ERDGESCHICHTLICHE ZEITREISE
Zunächst werden waldige Harze der Gegenwart aufgelegt, also abwechselnd oder gemischt Fichte, Zeder, Tanne, Waldweihrauch und Kiefer. Anschließend folgt ein dunkler Copal, zuletzt etwas Bernstein. Dabei vergegenwärtigt man sich Zeit und Ort, aus denen die verwendeten Räucherstoffe mutmaßlich stammen. Das muss nicht ganz genau sein, eine ungefähre Einordnung reicht. Die Reise führt vom sattfeuchten Nadelwald der Gegenwart über die warme Atmosphäre einer mittelamerikanischen Waldlandschaft zu den urzeitlichen Nadelwäldern vor Millionen Jahren.
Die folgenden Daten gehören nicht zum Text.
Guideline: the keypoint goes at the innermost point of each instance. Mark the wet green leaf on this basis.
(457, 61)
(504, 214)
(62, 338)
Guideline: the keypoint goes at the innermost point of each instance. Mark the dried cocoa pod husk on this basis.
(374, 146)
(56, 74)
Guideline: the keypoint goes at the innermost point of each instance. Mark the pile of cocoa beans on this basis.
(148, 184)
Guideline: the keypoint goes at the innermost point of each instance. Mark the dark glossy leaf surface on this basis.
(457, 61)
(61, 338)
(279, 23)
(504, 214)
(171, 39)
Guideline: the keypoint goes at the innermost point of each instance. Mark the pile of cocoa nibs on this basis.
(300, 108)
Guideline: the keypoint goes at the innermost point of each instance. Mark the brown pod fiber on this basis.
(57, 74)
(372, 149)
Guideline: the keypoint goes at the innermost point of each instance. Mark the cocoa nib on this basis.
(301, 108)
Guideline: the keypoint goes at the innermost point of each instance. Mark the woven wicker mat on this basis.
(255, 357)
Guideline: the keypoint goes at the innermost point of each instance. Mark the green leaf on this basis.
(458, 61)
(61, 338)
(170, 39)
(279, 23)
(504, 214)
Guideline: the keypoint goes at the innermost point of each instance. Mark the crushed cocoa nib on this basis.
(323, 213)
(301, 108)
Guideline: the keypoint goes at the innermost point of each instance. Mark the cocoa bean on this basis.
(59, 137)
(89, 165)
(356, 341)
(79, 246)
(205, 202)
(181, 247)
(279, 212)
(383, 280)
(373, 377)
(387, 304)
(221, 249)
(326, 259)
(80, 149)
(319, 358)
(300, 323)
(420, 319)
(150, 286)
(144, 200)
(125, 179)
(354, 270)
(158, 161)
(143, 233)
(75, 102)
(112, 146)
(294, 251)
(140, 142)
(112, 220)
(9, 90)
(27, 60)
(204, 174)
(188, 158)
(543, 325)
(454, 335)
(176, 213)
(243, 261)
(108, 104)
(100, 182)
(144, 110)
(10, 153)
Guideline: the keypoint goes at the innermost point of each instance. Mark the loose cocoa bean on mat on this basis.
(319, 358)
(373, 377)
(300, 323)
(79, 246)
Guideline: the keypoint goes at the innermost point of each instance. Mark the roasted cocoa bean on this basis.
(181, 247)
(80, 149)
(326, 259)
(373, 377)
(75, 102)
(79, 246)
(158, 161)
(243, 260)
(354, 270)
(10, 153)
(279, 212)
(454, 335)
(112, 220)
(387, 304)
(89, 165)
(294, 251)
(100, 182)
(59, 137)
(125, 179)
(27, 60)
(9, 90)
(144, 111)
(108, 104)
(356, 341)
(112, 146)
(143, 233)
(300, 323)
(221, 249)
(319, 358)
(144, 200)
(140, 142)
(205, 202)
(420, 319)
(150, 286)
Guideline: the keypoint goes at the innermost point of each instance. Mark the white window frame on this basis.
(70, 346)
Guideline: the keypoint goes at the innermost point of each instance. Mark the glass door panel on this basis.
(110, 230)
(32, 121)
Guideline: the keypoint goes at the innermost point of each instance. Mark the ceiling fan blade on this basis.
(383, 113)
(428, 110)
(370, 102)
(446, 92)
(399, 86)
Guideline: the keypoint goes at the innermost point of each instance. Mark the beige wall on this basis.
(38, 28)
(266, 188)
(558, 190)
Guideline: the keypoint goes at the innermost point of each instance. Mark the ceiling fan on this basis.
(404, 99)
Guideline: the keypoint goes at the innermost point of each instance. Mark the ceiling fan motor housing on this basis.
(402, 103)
Bei dieser Räucherung geht es darum, die langen Zeiträume zu erleben, die diese Räucherstoffe dokumentieren.
STIMMUNGSWANDEL
Diese Räucherfolge ähnelt einer energetischen Reinigung, ergänzt um den Aspekt einer allmählichen Umgestaltung. Sie beginnt mit Wacholderbeeren und Copal (Altes entfernen), in der Mitte steht Drachenblut (Reinigung,
Wendepunkt) und Weihrauch bildet das Ende (Neuprägung, Freisetzung von Positivem).
ENTSCHEIDUNGSWEG
Bei dieser Räucherfolge geht es darum, eine noch offene Entscheidung zu begleiten. Für den Anfang wählt man Räucherstoffe, die gut für die Klärung und Konzentration sind, etwa Lavendel. Danach setzt die eigentliche Entscheidung ein, bei der man das Für und Wider durch zwei gegensätzliche Räucherstoffe symbolisiert, die gemeinsam verräuchert werden, beispielsweise Bernstein und Elemi, Myrrhe und Weihrauch oder Menthol und Styrax. Danach glüht die Kohle eine Weile ohne Räucherstoff vor sich hin. Das Ende des Weges markiert ein auflösender, angenehmer Räucherstoff wie etwa die Zistrose.